As it happened the new No.2 was just as dictatorial and manipulative as all those who had gone before him, in the way the new No.2 tried to organise a mass breakout. Telling the citizens that he was in command, that he would immobilise all electronic controls and that the citizens are free, free to go, free to go. But the citizens didn't want to be free, they didn't want to go. And took no notice as the new No.2's voice boomed out over the village via the public address system "Listen to me, you are free, free, free to go, free to go. Obey me and be free." And if that isn't acting like a dictator I don't know what is, this in the attempt to manipulate the good citizens of the community. Telling them what they wanted, even though they didn't want it and demonstrating that it's not everyone who can manipulate the people so. For the new No.2 has no experience whatsoever of the manipulation of a community such as the village. Nor has he the administrative ability to implement his policies. Can you trust him? In the end this new No.2 was no better than the rest, he expected the citizens to obey him as others before him had, and those who are yet to come will.
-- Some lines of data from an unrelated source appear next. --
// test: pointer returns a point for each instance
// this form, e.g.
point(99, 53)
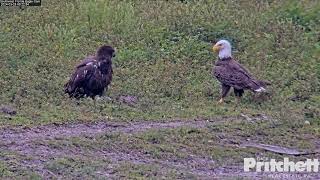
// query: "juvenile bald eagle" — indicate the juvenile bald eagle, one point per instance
point(232, 74)
point(92, 76)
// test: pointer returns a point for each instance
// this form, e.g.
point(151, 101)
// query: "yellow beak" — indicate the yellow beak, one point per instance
point(216, 48)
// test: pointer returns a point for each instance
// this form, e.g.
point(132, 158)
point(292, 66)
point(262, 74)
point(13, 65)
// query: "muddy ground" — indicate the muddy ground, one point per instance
point(31, 149)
We want Information…Information…Information
What do they do with all this information which the administration of the village accumulates? People are brought to the village, people who have knowledge in their heads which is of value to one side or another. People who know too much or too little. Which means that no piece of information is too small to be gathered, such as the reason behind No.6's resignation.
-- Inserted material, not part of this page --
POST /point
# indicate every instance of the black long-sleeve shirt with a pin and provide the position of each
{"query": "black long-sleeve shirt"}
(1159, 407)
During Do Not Forsake Me we learn how using the Seltzman machine the village's administration is able to gather such information. One chap was extremely co-operative. He told them all they needed to know in three days - with hardly any persuasion - so then they wiped all unhappy memories of the village from the man's mind, and would put him back into circulation to gather more information. But this does not answer what they do with all this information when they get it, and for which side is this information being gathered for?
I suppose knowledge is power, and the more knowledge you have the more powerful you become.
Lotus 7 – KAR 120C
Back in 1966 when Patrick McGoohan first got behind the wheel of a Lotus 7, and taking it for a test drive, he saw the Lotus 7 as being a car fit for his personality. It was a car fit for the Prisoner - something out of the ordinary, that he had that certain feeling. The Lotus 7-KAR 120C would stand as a symbol of all the Prisoner was to represent, standing out from the crowd, quickness and agility, independence and a touch of the rebel.
I'll be seeing you
Tuesday, 22 November 2011
To Whomsoever May Find This.............
You've seen them, balloons with a message tied to them, or a small form to be filled in by whomsoever may find it, to record the time and where the balloon was found, you know the sort of thing. Well in this instance No.6 appears to be sending a message to the outside world with the aid of the Village Guardian!
How far the balloon with travel in anyones guess, or in which direction the wind will carry it. But you have to congratulate No.6 on his inginuity. He is a man who will stop at nothing to get word to someone in the outside world. A man who takes advantage of any given opportunity.
So if you happen to observe a white balloon in the sky, drifting along on the breeze. Or snagged in a tree, do give it a second glance. You never know there just might be a message attached to it!